Anti-Adhesive Nanopatches Prevent Biofilm Formation
By HospiMedica International staff writers Posted on 02 May 2016 |
A novel nano-coating could offer a significant advantage in battling biofilms for a variety of medical and industrial applications.
Developed by researchers at Ben-Gurion University (BGU; Beer Sheva, Israel), the anti-adhesive patches are based on the natural properties of microalgal-derived polysaccharides, and the significant anti-biofilm activity of a metal complex film (MCF) joined to copper (Cu) ions that improve the chemical, physical, and biological properties of the surfaces. A mechanistic examination showed a two-fold greater coverage of the anti-adhesive surface of Cu-MCF due to the induction of a swarming motility, which impedes bacterial transformation to an irreversibly attached state.
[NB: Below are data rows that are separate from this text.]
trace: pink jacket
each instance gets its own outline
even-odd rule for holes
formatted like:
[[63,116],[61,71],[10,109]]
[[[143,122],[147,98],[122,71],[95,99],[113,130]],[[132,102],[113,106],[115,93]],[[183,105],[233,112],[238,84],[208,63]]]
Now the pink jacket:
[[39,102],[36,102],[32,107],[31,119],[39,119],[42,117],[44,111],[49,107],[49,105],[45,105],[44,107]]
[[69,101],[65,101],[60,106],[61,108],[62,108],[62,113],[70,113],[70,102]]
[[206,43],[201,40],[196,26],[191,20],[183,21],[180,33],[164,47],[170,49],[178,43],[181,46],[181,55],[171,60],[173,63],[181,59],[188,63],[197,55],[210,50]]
They then examined the surface topography of the patches, using X-ray photoelectron spectroscopy (XPS) and Fourier transform infrared (FTIR) spectrometry. They found that the Cu-MCF patch surface morphology is comprised of protruding, needle-like structures up to 100 nm in height that lack both polysaccharides and a Zinc-MCF. The researchers concluded that patches fabricated with thermal and pressure stability--to prevent metal ion leakage--could hold promise for a broad spectrum of uses. The study was published on March 17, 2016, in Advanced Materials Interfaces.
“Our solution addresses a pervasive need to design environmentally friendly materials to impede dangerous surface bacteria growth,” concluded senior author Professor Ariel Kushmaro, PhD, and colleagues of the BGU departments of microbiology and biotechnology engineering. “Anti-adhesive patches that are developed from naturally occurring biomaterials can prevent destructive bacterial biofilm from forming on metal surfaces when they are immersed in water and other damp environments.”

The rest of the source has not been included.